Technical analysis is all about pattern recognition. But as the Psy-Fi blog goes on to point out through the research paper Noise Trading and Illusory Correlations in U.S. Equity Markets that the most popular chart patterns are just noise. They provide no real value. But humans are pattern seekers. We look for clues and patterns in the randomness.
Worse Than Rats & Pigeons
Jason Zweig points this out in his book Your Money & Your Brain. An experiment pits people against rats and pigeons. In the experiment, two lights could be flashed; one green the other red. The red light flashes 20% of the time. The green light flashes 80% of the time. The order of the flashing is completely random and the human test subjects are told this. The object of the experiment is to guess which colored light will flash next.
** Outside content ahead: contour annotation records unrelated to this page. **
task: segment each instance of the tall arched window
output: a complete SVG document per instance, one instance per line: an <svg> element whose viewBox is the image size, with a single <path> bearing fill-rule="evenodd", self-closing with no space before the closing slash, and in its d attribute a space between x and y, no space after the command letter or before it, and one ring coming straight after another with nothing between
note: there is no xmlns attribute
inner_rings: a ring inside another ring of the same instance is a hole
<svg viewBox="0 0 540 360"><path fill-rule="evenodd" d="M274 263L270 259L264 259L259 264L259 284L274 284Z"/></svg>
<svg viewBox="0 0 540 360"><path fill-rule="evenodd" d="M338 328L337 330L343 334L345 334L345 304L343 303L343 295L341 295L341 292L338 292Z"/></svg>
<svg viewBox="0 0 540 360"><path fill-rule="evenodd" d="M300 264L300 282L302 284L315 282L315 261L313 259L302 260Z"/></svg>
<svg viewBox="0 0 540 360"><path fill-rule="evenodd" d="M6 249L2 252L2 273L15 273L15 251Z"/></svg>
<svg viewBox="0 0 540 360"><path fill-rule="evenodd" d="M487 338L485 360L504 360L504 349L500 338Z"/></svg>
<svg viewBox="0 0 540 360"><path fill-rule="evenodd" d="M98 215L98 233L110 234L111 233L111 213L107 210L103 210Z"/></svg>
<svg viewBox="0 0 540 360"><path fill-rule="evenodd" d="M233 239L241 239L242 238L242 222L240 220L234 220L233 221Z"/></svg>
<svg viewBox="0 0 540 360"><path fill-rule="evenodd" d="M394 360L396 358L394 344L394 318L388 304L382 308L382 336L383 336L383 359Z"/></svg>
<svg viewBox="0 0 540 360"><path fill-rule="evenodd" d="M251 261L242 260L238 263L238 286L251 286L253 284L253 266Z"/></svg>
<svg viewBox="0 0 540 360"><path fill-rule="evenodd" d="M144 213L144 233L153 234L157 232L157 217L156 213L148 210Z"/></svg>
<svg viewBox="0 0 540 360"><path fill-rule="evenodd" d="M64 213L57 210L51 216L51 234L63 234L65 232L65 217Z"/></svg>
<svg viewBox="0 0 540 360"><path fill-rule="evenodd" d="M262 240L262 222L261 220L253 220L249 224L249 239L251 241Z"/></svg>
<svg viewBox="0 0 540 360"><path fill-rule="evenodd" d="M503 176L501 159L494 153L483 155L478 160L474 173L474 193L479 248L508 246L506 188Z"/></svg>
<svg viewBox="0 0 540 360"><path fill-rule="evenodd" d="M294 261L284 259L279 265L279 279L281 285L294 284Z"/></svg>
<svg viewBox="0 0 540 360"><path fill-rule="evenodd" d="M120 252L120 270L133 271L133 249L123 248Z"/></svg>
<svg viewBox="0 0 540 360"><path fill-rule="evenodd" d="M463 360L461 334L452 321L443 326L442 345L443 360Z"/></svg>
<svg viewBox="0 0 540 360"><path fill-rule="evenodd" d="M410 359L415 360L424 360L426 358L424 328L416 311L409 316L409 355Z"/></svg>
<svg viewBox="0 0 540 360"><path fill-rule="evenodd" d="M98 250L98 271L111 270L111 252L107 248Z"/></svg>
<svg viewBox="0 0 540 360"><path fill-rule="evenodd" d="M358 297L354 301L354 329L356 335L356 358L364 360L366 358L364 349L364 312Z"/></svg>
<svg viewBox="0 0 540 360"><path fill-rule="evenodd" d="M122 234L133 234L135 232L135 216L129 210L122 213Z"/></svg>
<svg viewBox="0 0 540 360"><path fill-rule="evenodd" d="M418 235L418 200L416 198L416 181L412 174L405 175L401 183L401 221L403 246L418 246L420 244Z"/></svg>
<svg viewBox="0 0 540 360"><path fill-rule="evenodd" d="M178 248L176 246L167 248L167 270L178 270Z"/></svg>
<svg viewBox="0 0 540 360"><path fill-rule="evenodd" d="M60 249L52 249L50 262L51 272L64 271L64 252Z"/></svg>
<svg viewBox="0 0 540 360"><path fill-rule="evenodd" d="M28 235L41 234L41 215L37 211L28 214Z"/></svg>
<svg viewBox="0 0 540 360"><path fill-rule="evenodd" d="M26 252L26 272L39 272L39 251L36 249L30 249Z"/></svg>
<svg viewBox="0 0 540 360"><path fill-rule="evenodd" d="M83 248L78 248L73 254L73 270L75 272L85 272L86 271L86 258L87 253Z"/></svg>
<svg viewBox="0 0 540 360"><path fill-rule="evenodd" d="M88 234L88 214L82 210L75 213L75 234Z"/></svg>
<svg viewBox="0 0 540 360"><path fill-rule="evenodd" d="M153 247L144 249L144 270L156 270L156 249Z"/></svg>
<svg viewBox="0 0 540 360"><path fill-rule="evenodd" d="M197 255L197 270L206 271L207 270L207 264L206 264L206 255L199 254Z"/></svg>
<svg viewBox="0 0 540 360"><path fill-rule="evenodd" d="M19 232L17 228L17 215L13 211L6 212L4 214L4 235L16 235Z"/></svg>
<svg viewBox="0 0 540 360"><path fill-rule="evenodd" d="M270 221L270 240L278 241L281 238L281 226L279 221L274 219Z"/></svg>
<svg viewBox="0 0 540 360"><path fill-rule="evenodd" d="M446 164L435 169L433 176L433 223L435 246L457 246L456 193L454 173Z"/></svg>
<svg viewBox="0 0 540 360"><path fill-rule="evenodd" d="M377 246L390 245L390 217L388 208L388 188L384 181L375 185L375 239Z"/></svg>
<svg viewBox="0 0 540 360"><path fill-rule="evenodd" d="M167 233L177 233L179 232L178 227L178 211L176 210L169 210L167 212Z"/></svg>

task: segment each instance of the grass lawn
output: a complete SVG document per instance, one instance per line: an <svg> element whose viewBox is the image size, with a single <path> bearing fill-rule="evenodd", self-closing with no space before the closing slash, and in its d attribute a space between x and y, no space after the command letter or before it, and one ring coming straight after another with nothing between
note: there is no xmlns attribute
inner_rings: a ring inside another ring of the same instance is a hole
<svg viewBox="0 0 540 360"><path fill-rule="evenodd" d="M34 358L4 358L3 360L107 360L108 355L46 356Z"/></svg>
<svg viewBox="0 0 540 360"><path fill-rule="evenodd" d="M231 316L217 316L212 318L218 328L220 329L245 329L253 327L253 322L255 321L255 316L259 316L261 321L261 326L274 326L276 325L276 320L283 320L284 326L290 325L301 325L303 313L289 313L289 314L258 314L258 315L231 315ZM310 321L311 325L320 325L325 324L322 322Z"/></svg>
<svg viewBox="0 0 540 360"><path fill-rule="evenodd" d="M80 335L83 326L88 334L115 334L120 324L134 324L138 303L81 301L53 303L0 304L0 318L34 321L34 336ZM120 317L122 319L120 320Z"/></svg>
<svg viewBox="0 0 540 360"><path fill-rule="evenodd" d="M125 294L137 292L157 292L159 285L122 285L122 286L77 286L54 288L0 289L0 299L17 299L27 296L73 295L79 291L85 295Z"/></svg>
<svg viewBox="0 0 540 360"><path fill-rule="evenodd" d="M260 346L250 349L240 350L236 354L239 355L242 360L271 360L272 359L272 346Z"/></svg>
The optimal strategy is to guess green every time. You will be right 80% of the time. Rats and pigeons learn quickly to select green all the time. People, not so much. People still try to guess when the red light will flash. On average people guess green 4/5 times and red 1/5 times. Trying to guess when the red light will flash drops people’s accuracy down to 68%. People also tend to get worse at guessing the longer they play.
Unlike other animals, humans believe we’re smart enough to forecast the future even when we been explicitly told that it is unpredictable. In a profound evolutionary paradox, it’s precisely our higher intelligence that leads us to score lower on this kind of task than rats and pigeons. – Jason Zweig, Your Money & Your Brain
Play the Odds
The rats and pigeons learned to use the odds to their favor. They’ll guess wrong many times but in the long run, they learn to maximize their rewards by guessing green all the time. A similar situation pops up with investing.
People spend an extraordinary amount of time trying to guess the day-to-day fluctuations of individual stocks and indices. It is why triple leverage ETFs are able to exist. Guessing the day-to-day moves is close to a 50/50 bet. It is when you start looking at longer-term returns that the odds tilt heavily in your favor.
This is the pattern that individual investors should be seeing. It is the 80% green light. All that extra effort trying to guess daily, monthly, or yearly moves is the same as trying to guess when the red light will flash. It will only diminish your ability to maximize your long-term rewards.